Talk:Sysctl

From ArchWiki

net.ipv4.tcp_rfc1337

From kernel doc:

tcp_rfc1337 - BOOLEAN
	If set, the TCP stack behaves conforming to RFC1337. If unset,
	we are not conforming to RFC, but prevent TCP TIME_WAIT
	assassination.
	Default: 0

So, isn't 0 the safe value? Our wiki says otherwise. -- Lahwaacz (talk) 08:56, 17 September 2013 (UTC)

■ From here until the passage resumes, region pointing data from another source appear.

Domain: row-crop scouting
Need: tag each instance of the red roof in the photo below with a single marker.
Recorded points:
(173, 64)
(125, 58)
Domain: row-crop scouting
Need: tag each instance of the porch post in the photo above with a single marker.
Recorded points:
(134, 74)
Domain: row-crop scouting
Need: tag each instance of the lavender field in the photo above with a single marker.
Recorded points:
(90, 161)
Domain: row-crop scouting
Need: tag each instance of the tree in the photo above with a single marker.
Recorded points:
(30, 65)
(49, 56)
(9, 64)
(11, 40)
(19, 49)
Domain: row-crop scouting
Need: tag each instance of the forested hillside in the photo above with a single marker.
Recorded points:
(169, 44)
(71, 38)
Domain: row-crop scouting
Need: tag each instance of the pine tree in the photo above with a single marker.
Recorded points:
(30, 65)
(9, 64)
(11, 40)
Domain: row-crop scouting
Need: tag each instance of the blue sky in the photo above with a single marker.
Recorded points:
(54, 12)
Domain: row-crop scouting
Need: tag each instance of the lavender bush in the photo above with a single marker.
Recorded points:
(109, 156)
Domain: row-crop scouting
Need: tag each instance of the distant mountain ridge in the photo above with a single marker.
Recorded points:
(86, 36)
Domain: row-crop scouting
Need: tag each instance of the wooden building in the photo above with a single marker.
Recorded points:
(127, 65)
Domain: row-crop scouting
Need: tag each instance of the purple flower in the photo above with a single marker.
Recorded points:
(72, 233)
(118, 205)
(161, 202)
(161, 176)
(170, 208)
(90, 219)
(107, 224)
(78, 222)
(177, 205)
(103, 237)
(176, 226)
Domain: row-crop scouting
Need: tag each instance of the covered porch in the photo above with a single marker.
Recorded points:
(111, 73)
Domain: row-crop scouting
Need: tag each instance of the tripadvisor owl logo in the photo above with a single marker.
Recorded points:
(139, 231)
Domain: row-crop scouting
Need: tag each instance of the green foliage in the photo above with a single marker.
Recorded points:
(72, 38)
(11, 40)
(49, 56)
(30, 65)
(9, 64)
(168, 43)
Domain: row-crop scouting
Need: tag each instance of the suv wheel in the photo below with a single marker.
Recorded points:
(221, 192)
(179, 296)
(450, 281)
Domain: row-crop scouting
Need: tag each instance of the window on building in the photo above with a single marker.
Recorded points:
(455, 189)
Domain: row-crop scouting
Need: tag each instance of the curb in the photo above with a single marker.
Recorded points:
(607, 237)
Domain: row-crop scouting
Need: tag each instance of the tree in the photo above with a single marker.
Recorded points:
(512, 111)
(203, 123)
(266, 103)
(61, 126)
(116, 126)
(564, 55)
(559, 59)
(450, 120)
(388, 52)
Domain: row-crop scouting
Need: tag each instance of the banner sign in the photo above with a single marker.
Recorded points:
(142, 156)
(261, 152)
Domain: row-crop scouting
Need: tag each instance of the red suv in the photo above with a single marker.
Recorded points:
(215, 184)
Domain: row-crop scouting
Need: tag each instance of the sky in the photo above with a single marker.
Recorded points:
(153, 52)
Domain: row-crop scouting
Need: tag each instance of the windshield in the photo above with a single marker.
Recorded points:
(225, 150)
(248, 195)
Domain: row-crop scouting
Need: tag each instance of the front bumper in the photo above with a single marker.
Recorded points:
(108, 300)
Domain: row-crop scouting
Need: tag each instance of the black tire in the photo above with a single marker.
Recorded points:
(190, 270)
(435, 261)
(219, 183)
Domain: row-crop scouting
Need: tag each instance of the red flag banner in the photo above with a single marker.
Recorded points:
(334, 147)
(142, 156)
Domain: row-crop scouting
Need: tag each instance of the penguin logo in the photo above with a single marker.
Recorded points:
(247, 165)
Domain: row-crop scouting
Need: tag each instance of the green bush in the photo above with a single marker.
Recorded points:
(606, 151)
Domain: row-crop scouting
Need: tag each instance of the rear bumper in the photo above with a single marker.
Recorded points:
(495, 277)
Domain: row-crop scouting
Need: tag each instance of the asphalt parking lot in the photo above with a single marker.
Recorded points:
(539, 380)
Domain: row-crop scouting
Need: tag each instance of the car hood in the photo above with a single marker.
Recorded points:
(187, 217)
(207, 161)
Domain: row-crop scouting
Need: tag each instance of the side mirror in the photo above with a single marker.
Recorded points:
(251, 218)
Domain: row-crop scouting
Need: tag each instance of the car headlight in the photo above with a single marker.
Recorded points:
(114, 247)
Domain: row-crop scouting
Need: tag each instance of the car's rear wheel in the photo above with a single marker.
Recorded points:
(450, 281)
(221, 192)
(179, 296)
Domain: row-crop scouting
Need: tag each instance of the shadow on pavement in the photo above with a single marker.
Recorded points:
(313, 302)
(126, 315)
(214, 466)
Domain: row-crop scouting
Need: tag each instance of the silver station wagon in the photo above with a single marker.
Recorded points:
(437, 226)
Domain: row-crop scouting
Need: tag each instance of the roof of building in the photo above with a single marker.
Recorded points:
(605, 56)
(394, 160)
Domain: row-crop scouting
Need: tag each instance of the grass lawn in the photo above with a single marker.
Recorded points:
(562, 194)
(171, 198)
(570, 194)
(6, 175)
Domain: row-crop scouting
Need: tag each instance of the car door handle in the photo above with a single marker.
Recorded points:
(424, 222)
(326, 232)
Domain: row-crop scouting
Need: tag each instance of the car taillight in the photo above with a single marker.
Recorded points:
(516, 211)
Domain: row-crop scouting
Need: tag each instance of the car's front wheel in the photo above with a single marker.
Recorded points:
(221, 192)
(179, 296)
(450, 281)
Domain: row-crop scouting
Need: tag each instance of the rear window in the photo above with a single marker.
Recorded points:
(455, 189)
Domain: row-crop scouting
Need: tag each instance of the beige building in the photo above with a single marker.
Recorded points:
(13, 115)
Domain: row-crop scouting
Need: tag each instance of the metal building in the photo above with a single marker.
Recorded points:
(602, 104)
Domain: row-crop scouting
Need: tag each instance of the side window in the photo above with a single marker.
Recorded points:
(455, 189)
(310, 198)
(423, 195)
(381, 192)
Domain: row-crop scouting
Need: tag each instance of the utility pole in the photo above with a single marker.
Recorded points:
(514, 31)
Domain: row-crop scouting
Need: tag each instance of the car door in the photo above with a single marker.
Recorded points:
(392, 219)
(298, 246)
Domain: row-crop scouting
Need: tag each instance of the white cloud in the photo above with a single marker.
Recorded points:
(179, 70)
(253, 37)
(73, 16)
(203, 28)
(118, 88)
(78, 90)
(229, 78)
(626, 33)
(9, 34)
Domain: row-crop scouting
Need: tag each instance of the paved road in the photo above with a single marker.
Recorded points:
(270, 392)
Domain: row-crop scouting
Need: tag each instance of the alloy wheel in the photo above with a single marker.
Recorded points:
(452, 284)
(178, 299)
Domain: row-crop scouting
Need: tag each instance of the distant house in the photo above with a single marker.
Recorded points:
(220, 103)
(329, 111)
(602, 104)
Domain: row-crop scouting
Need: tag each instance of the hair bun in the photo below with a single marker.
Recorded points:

With setting 0 the system would 'assassinate' a socket in time_wait prematurely upon receiving a RST. While this might sound like a good idea (it frees up a socket quicker), it opens the door for tcp sequence problems/syn replay. Those problems were described in RFC1337 and enabling the setting 1 is one way to deal with them (letting TIME_WAIT packets idle out even if a reset is received, so that the sequence number cannot be reused meanwhile). The wiki is correct in my view. Kernel doc is wrong here - "prevent" should read "enable". --Indigo (talk) 21:12, 17 September 2013 (UTC)
Since this discussion is still open: An interesting attack to the kernels implementation of the related RFC5961 was published yesterday under cve2016-5696. I have not looked into it enough to form an opinion whether leaving default 0 or 1 for this setting makes any difference to that, but it is exactly the kind of sequencing attack I was referring to three years back. --Indigo (talk) 08:38, 11 August 2016 (UTC)
Any news about this? Does anyone already performed more research and analysis about this? Timofonic (talk) 17:51, 31 July 2017 (UTC)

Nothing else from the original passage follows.